Three people were injured after a driver crashed into an outdoor dining space on the Upper East Side on Monday night.
Police say the incident happened around 9:30 p.m. yesterday outside Delizia 92 on the southeast corner of E 92nd Street and 2nd Avenue. A driver in a Cadillac Escalade SUV heading east on the street collided with a southbound Audi SUV in the intersection. The Audi then careened into the restaurant's wooden outdoor dining setup, damaging a barrier and several canopy tents.
“All of a sudden this whole tenting started coming [down] like a row of dominoes,” Father George Baker, who had just finished dinner with a friend there, told the News. “I just grabbed her and we ran [into] this building entranceway.” He added that a group had been sitting near them but finished their meal and left minutes before the crash.
Three people were injured altogether, and one was taken with minor injuries to New York-Presbyterian/Weill Cornell Medical Center. Police add no arrests have been made and the investigation is ongoing.
There have been a number of incidents involving drivers smashing into outdoor seating areas throughout the city since the Outdoor Restaurants program started this summer. That includes an incident last month in which three people were injured when a truck driver ran into outdoor dining seating for L’Wren bar in Sunset Park.
According to the latest data from the city, there are currently 9,927 restaurants utilizing outdoor spaces around the five boroughs for dining; 911 of them are in roadways, 3,184 are on the sidewalk only, 5,526 are both in the roadway and on the sidewalk, and 306 of them are on Open Streets.

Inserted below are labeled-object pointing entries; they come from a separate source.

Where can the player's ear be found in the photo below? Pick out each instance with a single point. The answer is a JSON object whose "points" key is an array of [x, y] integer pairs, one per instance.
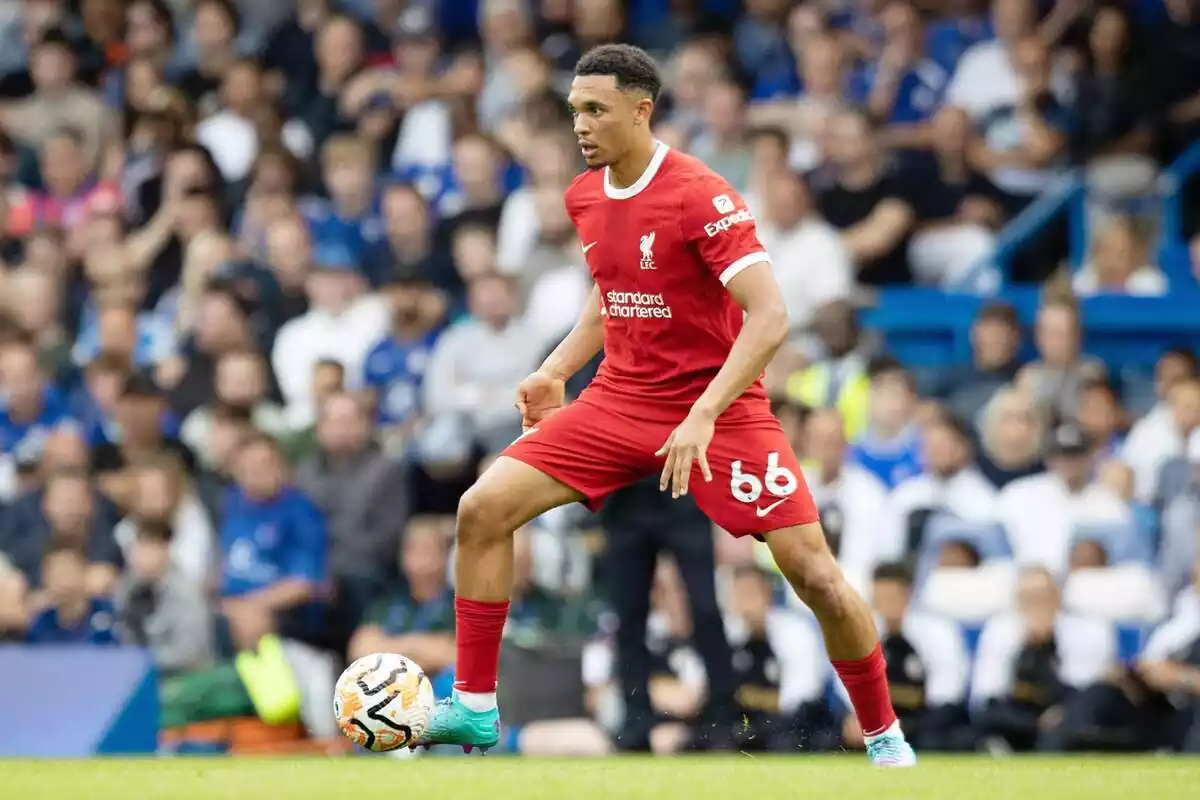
{"points": [[643, 110]]}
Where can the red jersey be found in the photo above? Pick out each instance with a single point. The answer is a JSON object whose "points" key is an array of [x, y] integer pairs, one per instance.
{"points": [[660, 252]]}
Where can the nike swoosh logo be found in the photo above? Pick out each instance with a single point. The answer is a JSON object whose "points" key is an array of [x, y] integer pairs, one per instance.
{"points": [[763, 512]]}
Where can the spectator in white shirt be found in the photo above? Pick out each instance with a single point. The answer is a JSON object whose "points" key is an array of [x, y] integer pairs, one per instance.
{"points": [[1163, 433], [1031, 666], [556, 276], [1119, 264], [810, 262], [985, 79], [949, 482], [928, 665], [780, 666], [850, 498], [162, 495], [1011, 431], [1042, 512], [1170, 665], [342, 324], [551, 166], [475, 366], [1061, 370]]}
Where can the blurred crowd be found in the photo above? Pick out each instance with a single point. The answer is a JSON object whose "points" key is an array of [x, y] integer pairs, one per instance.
{"points": [[270, 272]]}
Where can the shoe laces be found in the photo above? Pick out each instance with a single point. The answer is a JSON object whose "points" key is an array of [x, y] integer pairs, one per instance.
{"points": [[887, 750]]}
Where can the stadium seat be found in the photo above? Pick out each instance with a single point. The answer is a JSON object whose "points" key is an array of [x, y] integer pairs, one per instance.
{"points": [[988, 539], [1127, 594], [970, 596], [1123, 543], [1174, 480]]}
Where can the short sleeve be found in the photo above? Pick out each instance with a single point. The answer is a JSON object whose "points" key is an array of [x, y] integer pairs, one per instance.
{"points": [[718, 223]]}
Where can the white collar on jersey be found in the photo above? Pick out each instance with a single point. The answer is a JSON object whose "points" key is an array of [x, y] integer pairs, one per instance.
{"points": [[636, 187]]}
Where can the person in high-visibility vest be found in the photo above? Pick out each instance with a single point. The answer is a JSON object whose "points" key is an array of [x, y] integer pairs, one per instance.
{"points": [[840, 379], [841, 385]]}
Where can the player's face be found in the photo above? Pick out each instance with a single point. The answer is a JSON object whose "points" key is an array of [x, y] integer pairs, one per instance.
{"points": [[605, 118]]}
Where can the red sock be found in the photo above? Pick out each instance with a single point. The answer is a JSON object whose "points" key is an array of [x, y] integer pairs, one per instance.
{"points": [[867, 683], [479, 627]]}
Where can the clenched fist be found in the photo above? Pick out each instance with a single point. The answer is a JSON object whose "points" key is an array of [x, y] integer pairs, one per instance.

Last month, Transportation Alternatives released a report identifying some of the flaws with the city's Open Streets/Open Restaurants plan. Among their recommendations to improve the program was to put more Open Restaurant seating on the streets, not the sidewalks, and to close more of those streets to drivers.
Last week, the NYC Hospitality Alliance was joined by several restaurant owners at a press conference talking about how the survival of the entire industry is incumbent upon indoor dining restarting. They demanded that Mayor Bill de Blasio and Governor Andrew Cuomo come up with a plan for the return of indoor dining—or else potentially face a lawsuit. But the city and state have not budged on their stance so far, with Mayor de Blasio telling reporters this morning that indoor dining is just too high risk to allow for the foreseeable future.
"The evidence around the world is so consistent," de Blasio said of outbreaks in Hong Kong and Europe connected to the return of indoor dining. "We haven't been able to set a firm standard because we see a real problem and challenge here. And what we need to do first and foremost is focus on the the health and safety of New Yorkers and on bringing back our city smartly and not allowing the mistakes we've seen in so much of the rest of the country and the rest of the world."